Des supporters recrutés, d’autres interdits
Mais le pays de la péninsule arabique ne s’est pas contenté de naturaliser des joueurs. D’après Le Monde, une soixantaine de supporters espagnols, sélectionnés parmi les plus bouillants, se sont vus offrir le voyage et les frais, ainsi que des places pour assister aux matches du Qatar. En échange, ils ont fait un maximum de boucan lors des rencontres de l’équipe qatarie, célébrant chacun de leurs buts.
Tandis que le soutien du Qatar avait valeur de petit luxe, d’autres supporters ont vécu certaines mésaventures. En effet, d’après le site spécialisé handnews.fr, une centaine de supporters allemands se sont vus refuser l’entrée pour le quart de finale Allemagne-Qatar.

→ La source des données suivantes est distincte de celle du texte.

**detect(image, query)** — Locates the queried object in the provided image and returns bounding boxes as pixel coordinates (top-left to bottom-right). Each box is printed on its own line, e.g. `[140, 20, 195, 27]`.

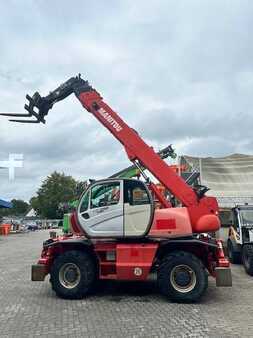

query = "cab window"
[124, 181, 150, 205]
[80, 191, 90, 212]
[90, 182, 120, 209]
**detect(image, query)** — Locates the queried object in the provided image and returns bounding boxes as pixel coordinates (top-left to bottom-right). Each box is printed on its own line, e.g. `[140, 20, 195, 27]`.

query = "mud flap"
[31, 264, 47, 282]
[215, 267, 232, 286]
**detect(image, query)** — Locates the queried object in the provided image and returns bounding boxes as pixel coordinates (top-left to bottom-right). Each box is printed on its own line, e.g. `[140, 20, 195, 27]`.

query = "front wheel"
[157, 251, 208, 303]
[50, 250, 96, 299]
[242, 244, 253, 276]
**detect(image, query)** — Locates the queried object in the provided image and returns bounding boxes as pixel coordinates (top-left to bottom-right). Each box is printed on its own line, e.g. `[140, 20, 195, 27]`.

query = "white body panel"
[124, 203, 151, 236]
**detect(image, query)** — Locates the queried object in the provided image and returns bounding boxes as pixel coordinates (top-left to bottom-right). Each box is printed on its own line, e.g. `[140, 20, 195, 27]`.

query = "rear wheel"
[227, 240, 241, 264]
[157, 251, 208, 303]
[242, 244, 253, 276]
[50, 250, 96, 299]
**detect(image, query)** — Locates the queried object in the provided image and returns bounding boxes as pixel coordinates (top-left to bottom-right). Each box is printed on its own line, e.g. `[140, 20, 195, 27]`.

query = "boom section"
[76, 89, 198, 206]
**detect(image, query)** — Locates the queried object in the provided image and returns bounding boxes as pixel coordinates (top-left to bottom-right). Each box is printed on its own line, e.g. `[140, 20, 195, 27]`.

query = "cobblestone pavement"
[0, 231, 253, 338]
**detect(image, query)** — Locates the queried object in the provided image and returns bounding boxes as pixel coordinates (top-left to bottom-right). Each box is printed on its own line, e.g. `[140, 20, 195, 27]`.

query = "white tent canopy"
[181, 154, 253, 207]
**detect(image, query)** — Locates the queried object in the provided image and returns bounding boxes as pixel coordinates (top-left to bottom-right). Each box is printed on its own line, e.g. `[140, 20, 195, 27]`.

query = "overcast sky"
[0, 0, 253, 200]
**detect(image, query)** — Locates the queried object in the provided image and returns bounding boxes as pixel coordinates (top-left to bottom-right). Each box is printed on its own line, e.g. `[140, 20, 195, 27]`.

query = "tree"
[30, 171, 78, 219]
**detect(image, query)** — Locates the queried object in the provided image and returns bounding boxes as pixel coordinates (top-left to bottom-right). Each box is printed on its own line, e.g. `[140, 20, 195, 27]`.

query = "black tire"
[157, 251, 208, 303]
[227, 240, 242, 264]
[242, 244, 253, 276]
[50, 250, 97, 299]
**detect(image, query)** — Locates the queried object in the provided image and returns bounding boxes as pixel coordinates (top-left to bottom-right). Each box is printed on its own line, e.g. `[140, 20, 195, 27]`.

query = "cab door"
[78, 180, 123, 237]
[124, 180, 154, 237]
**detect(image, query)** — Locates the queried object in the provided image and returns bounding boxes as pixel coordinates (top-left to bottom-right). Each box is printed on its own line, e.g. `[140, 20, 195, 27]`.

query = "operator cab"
[77, 179, 154, 238]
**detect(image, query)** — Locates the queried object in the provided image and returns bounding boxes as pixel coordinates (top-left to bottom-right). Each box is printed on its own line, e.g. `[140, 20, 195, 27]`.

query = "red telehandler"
[2, 75, 232, 302]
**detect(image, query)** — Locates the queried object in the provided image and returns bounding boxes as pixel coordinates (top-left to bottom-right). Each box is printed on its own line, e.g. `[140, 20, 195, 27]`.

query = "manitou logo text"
[98, 108, 122, 132]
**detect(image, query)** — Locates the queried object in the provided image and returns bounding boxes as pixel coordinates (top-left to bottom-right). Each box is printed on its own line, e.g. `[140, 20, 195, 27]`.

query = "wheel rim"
[170, 264, 197, 293]
[59, 263, 81, 289]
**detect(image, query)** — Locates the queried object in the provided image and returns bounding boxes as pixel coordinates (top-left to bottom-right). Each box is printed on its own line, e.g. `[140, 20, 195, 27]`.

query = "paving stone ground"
[0, 231, 253, 338]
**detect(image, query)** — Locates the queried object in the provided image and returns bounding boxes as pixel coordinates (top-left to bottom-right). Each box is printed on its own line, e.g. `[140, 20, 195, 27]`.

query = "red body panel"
[116, 243, 158, 280]
[149, 207, 192, 237]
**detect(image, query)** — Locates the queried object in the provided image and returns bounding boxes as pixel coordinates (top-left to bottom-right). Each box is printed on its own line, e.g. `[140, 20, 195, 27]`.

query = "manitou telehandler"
[0, 75, 232, 302]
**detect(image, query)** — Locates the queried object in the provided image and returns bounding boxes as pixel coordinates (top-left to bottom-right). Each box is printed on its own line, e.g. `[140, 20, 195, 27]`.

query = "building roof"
[0, 199, 12, 208]
[182, 154, 253, 207]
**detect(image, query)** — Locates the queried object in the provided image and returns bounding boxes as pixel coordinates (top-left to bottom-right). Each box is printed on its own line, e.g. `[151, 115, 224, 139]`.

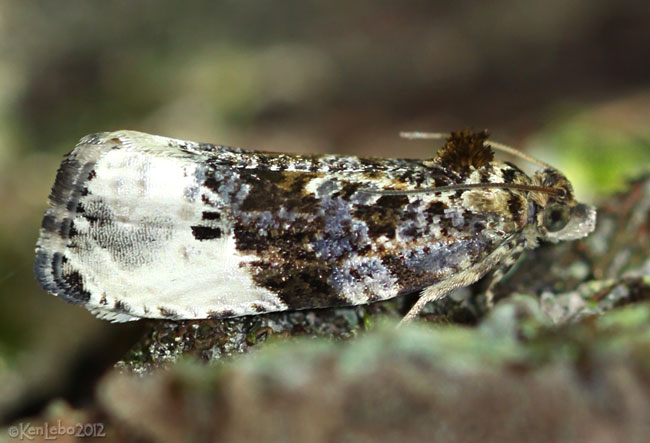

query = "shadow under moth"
[35, 131, 596, 321]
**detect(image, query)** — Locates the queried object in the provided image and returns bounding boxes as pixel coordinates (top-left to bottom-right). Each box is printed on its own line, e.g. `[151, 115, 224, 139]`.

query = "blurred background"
[0, 0, 650, 424]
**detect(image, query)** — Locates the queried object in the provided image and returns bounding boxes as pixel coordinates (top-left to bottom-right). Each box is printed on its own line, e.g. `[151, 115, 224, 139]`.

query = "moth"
[35, 131, 596, 322]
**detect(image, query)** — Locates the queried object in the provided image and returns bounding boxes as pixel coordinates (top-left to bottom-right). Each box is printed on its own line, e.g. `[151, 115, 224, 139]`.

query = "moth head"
[531, 168, 596, 243]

Ils étaient pourtant munis de billets valides, mais les autorités de Doha leur ont stipulé que des supporters qataris avaient pris place dans leur secteur et qu’il serait impossible d’assister au match. Un événement qui écorne un peu plus l’image qu’essaie de véhiculer le pays.

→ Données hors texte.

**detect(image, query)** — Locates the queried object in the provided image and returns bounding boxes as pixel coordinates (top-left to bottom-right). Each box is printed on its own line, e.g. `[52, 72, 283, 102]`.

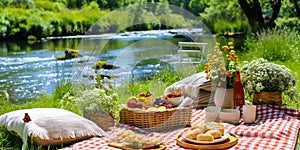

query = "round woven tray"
[120, 107, 192, 131]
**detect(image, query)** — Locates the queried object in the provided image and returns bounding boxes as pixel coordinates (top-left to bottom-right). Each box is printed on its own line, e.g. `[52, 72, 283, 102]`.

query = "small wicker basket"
[253, 92, 282, 106]
[120, 107, 192, 131]
[83, 111, 115, 131]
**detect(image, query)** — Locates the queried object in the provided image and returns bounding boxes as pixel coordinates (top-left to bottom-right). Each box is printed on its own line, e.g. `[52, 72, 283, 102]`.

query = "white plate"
[181, 131, 230, 144]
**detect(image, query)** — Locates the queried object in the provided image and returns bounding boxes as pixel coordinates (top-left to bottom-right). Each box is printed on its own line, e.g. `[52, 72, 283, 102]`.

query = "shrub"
[245, 28, 300, 61]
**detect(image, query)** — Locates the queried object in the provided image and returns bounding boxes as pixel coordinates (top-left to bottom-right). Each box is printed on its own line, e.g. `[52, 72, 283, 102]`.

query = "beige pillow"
[0, 108, 106, 149]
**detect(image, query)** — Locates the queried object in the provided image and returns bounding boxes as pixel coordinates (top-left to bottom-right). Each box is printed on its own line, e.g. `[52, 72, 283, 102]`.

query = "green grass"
[0, 29, 300, 149]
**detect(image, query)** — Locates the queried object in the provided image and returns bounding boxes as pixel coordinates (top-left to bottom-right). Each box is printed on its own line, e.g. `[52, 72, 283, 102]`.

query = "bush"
[245, 28, 300, 61]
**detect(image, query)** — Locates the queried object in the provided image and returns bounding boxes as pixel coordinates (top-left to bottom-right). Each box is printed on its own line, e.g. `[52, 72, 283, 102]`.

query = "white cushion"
[0, 108, 106, 149]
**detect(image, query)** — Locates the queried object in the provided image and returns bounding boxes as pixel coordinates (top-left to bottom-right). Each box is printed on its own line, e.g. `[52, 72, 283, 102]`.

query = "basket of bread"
[120, 93, 192, 131]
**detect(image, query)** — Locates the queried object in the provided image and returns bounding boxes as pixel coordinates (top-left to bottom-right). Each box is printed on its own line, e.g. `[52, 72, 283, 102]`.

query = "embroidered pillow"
[0, 108, 106, 149]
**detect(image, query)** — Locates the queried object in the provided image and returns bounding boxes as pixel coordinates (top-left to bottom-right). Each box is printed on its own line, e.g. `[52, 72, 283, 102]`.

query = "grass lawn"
[0, 27, 300, 149]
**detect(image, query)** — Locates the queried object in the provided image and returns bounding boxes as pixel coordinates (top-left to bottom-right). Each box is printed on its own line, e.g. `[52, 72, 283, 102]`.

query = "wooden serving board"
[108, 142, 167, 150]
[176, 133, 238, 150]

L’équipe du Qatar a pu compter sur le soutien de quelques supporters espagnols. (Crédits photo : D.R)
Et maintenant ?
Depuis quelques années, le Qatar a lancé une politique visant à valoriser son image auprès de la population mondiale, tout ça à travers le sport. Le pays tente ainsi d’organiser le départ du Tour de France, pour l’instant en vain. Les difficultés matérielles prennent encore le pas sur l’enjeu financier. En France, le richissime homme d’affaires Nasser Al-Khelaïfi a déjà racheté le club de football du Paris Saint Germain, mais aussi son club … de handball, devenu le PSG Handball, qui a depuis recruté de grands noms de la discipline comme le Danois Mikkel Hansen. Le pays a également implanté sa chaîne sportive en France : Bein Sport, qui propose le contenu le plus fourni dans le domaine du sport. Après avoir investi massivement dans les banlieues françaises, l’émirat ne compte pas s’arrêter là. En 2010, le Qatar obtenait l’organisation de la Coupe du monde de football 2022, auprès de la FIFA. La Fédération internationale de football semble ne pas avoir tenu compte des nombreux problèmes qu’engendrait l’attribution d’une telle compétition à un pays qui compte un peu plus de 2 millions d’habitants. Depuis quelques années, les fédérations sportives privilégient les moyens financiers proposés par les états, tel un vulgaire appel d’offres, plutôt que de prêter attention à d’autres critères.
Ainsi, par exemple, depuis que la Russie a organisé les jeux d’hiver de Sotchi, la ville ne ressemble plus qu’à un village fantôme, alors que les investissements consentis représentaient le produit annuel brut de la Tunisie. Actuellement, de nombreuses ONG dénoncent le traitement enduré par les travailleurs, pour la plupart illégaux, sur les chantiers des stades en vue de la Coupe du monde de football. Près de 1000 personnes seraient décédées depuis le début des travaux. De plus, de nombreux soupçons de corruption pèsent sur la FIFA quant à l’attribution de la compétition. Sony et Emirates se sont d’ores et déjà retirés du sponsoring en vue de 2022. Des désengagements qui écornent encore un peu plus l’image du Qatar.